Pour la Santé et la Sécurité, c’est l’entreprise « Actimeat » (Manosque)spécialisée dans la découpe de carcasses de viande qui propose à ses salariés un « ergo-squelette » qui soulage leurs dos et fait notablement baisser les fameux TMS (troubles musculo-squelettiques). Les accidents du travail ont réduit de 80% et le taux d’absentésime de 20%.

« Terre d’Oc“, dans les Alpes-de-Haute Provence également, qui conçoit des produits pour le corps et le bien-être se préoccupe aussi du bien-être de ses salariés a reçu le Prix « Marque Employeur ». Laure Vincent, présidente de cette entreprise éco-responsable, éthique et solidaire précise « Nous avons très peu de turn-over, nous écoutons chacun de nos collaborateurs, nous prenons en compte ses suggestions, comme par exemple accorder 3 jours au parent d’un enfant malade ». Cette empathie, c’est notre colonne vertébrale ».

« Le Beau Geste« , biscuiterie du Thor créé et dirigé par Fleur Masson, a été distingué dans la catégorie « Formation » pour son aide à des personnes en insertion.

Enfin le 4ème prix et Coup de Coeur a été décerné à « Lökki » (sur le MIN de Cavaillon), qui se dit « éleveur de bulles » et qui fabrique depuis 10 ans des boissons fermentées et pétillantes.
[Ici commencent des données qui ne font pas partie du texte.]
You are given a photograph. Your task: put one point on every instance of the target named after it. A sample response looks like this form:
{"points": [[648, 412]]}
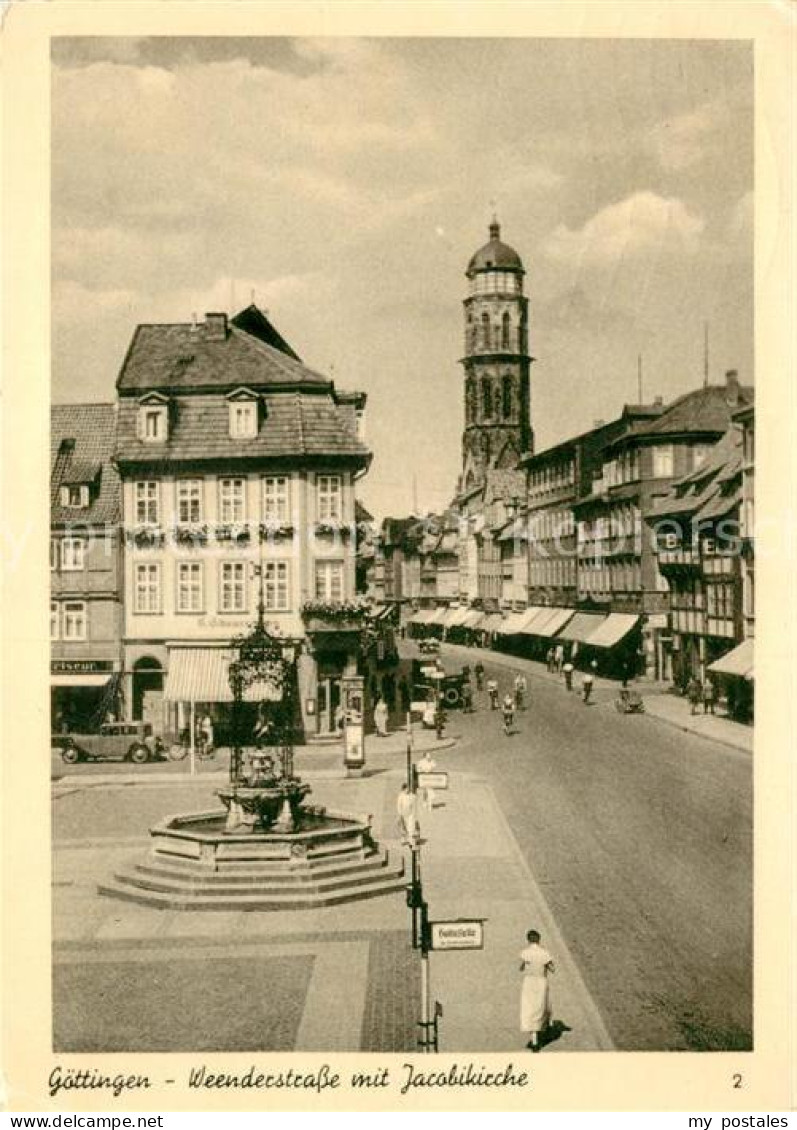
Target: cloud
{"points": [[642, 224]]}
Avec une gamme originale de parfums (rose, hibiscus, gingembre, fraise-basilic, bergamotte). Et surtout, les jeunes patrons, Nina Lausecker et Sebastian Landaeus sont très impliqués dans la RSE (responsabilité sociale et environnementale) avec leur vingtaine de salariés. Ambiance solidaire et bienveillante lors de leurs séances de brain-storming, les « agoras », deux fois par an. C’est une forme de management collaboratif, horizontal, pas vertical à la Jupiter… Toute initiative est soumise à co-construction, en gouvernance partagée. Certains feraient bien de s’en inspirer!

Le congrès annuel a duré près de 4 heures avec, au programme de cette riche matinée, les Assemblées Générales ordinaires et extraordinaires des 3 composantes (ARIA, CRITT et IFRIA). Pour la prochaine fois et grâce aux votes des AGE, cette étape statutaire et donc obligatoire, le vote se déroulera en amont du congrès pour laisser encore plus de temps aux échanges.